There are different ways to access the Colibri or Apalis modules running WinCE. Some of them could be a potential risk depending on your application. There are some points you may like to think about.
One of the most common way to access a module is over the USB Client port. By default the serial class function driver is loaded which allows the connection with ActiveSync. You can also choose other drivers like USB Mass Storage or RNDIS.
To prevent the device communicating on this interface you can either disable the USB Function Driver or disable this USB Port at all.
By default the AutoRun and AutoCopy functions are activated.
To restrict or deactivate either function, check out how to disable the launcher.
There are several network services running on WinCE. There is NO default password. If there is no initial password set, most services can not be used. An initial password can be set on the remote admin interface if you have not disabled this feature. Once you set a admin password FTP, Telnet and SMB server can be accessed with the credentials. For more information see Webinterface.
Our standard WinCE images host an SMB, Telnet, FTP, Proxy and Webserver. If you don't need these services, we recommend to disable them.

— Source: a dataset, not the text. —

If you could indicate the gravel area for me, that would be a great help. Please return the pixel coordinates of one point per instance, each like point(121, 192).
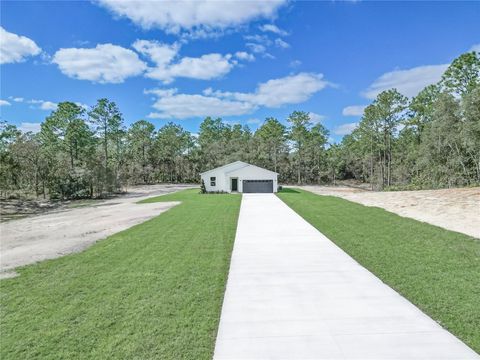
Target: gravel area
point(452, 209)
point(60, 232)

You can prevent the system from loading these services by rename the service DLL in the registry.
|Webserver||[HKEY_LOCAL_MACHINE\Services\HTTPD]||This also disables the remote admin web interface|
If you want to enable / disable the services during run-time, you can use the command line tool services on the WinCE device. You can also get an overview of the running services by typing services list. Type services help to get more information. For more information also check the Networking documentation on MSDN.
A lot of settings are saved in the registry. If somebody clears the registry the system loads the default Registry in the image. This could have an effect on your security settings, users could get access to the explorer shell and file system. The registry can be cleared in the bootloader or the system itself. To prevent this, disable bootloader access and the Autorun feature.
If your applications crashes users may get access to the explorer shell. To prevent this, disable the explorer.
By default you can access the Bootloader over serial port1 when you sending a "space" while booting. You can change or deactivate the Bootloader Interface in the Bootloader configuration block settings. For example you can change the characters required to enter the bootloader.
With the Update Tool, you can save part of the flash disk and program it to another module. So it is possible to only change on part of the flash memory.
With JTAG it is possible to override any SW in the Flash and program a new Bootloader, Configblock, image or Registry. Prevent end users from accessing the JTAG interface.
With NVFlash you can reflash or backup the whole image or parts of it. To prevent this, prevent users to get into the recovery mode or prevent access to USB Client Port.
So far there have been no serious viruses for Windows CE. A reason is that most of the Windows CE systems are very different. However, there is already some virus protection software available from third party companies.